- Born: 1971 (age 54–55) London, England, UK
- Occupations: Film director, television director
- Years active: 1996–present

= Elliot Hegarty =

Film and television director

Elliot Hegarty is an Emmy award-winning film and television director working in Britain and the United States.

He has been twice nominated for a BAFTA award - in 2008 and again in 2018. He won Best Comedy at the British Comedy Awards.
He won an International Emmy in 2025, in Best Drama for Rivals.

He is currently working as Lead Director and Executive Producer on Season 2 of Rivals, out in 2026.

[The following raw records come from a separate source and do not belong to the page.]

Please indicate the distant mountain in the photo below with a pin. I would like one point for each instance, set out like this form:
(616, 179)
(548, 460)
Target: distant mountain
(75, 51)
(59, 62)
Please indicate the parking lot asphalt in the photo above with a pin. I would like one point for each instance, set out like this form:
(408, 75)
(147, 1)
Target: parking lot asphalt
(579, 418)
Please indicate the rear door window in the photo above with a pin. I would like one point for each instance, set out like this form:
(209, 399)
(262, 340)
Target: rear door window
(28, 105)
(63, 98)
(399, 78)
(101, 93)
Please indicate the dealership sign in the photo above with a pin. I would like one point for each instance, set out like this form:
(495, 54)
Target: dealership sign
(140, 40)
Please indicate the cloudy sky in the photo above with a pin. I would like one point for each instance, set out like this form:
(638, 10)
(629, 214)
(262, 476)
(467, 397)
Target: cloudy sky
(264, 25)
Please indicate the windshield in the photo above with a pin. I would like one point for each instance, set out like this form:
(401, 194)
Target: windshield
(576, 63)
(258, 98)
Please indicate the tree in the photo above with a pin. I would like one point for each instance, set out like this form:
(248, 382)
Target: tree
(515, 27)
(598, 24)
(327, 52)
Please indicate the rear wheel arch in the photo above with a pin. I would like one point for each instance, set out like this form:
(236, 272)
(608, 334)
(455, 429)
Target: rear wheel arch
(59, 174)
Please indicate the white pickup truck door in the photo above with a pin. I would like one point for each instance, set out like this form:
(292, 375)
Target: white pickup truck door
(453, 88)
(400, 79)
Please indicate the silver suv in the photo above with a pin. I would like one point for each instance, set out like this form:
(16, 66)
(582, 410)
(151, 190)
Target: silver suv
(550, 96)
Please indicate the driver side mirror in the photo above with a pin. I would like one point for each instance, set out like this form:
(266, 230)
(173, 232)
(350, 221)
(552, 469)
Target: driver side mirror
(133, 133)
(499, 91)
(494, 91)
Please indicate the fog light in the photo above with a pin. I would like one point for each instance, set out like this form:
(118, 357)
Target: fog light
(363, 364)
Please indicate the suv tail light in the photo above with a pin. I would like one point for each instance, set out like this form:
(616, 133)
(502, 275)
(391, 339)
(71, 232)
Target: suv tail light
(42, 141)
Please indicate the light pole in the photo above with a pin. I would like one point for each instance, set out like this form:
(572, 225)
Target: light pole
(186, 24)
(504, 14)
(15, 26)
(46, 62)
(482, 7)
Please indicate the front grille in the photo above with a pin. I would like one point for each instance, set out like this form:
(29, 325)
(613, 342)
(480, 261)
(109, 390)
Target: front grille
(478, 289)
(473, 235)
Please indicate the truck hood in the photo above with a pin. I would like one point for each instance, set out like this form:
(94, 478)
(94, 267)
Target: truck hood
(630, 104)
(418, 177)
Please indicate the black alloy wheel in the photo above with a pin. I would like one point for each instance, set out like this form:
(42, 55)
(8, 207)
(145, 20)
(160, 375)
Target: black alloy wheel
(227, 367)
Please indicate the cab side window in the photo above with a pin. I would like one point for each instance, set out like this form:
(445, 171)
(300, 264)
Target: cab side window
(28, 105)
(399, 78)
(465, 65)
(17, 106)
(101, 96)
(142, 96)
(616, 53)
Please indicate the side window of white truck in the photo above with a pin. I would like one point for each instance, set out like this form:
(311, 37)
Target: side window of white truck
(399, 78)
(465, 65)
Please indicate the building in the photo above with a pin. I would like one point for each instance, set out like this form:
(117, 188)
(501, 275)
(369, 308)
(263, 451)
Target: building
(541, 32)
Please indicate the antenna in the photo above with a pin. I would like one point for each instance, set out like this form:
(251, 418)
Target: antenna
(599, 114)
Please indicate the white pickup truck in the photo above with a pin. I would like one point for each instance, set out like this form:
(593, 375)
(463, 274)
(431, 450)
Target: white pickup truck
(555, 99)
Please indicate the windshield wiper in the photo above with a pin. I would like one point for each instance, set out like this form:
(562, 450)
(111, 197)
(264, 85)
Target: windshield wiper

His film and TV credits include Rivals starring David Tennant, Aidan Turner, Danny Dyer and Katherine Parkinson for Disney+, Ted Lasso starring Jason Sudeikis for Apple TV which won 7 Emmys in 2021, the highly-acclaimed Cheaters for BBC1, two film adaptations of David Walliams' books - The Midnight Gang with Alan Davies and Haydn Gwynne and Grandpa's Great Escape with Tom Courtenay and Jennifer Saunders. He also directed the first block of Season 3 of Trying for Apple TV, Lizzie and Sarah by Julia Davis, Lovesick on Netflix, Star Stories, The Kevin Bishop Show, FM, Moving Wallpaper, Great Night Out and Jack Whitehall's TV series - Bad Education. In the US Elliot has directed over 35 episodes of TV across a broad range of Network comedies such as Black-ish, The Real O'Neals, Mr. Sunshine, The Middle, Suburgatory, Selfie, Trophy Wife, Family Tools and Mixology.

His two feature film credits are The Bad Education Movie and the 2000 film County Kilburn starring Ciarán McMenamin, a film he also wrote.

Elliot also directs commercials. The first three ads he directed were for Club 18–30, for which he won eight awards, including a Silver and two Bronzes at the British Television Advertising awards and a Bronze Lion at Cannes. He was nominated as Best New Director at the British Television Advertising Craft awards in 2000 and selected for the prestigious New Directors' Showcase in Cannes 2001. He has worked with such clients as Guinness, MFI, KFC, Toyota, Npower, Enterprise, Hyundai and the Daily Telegraph.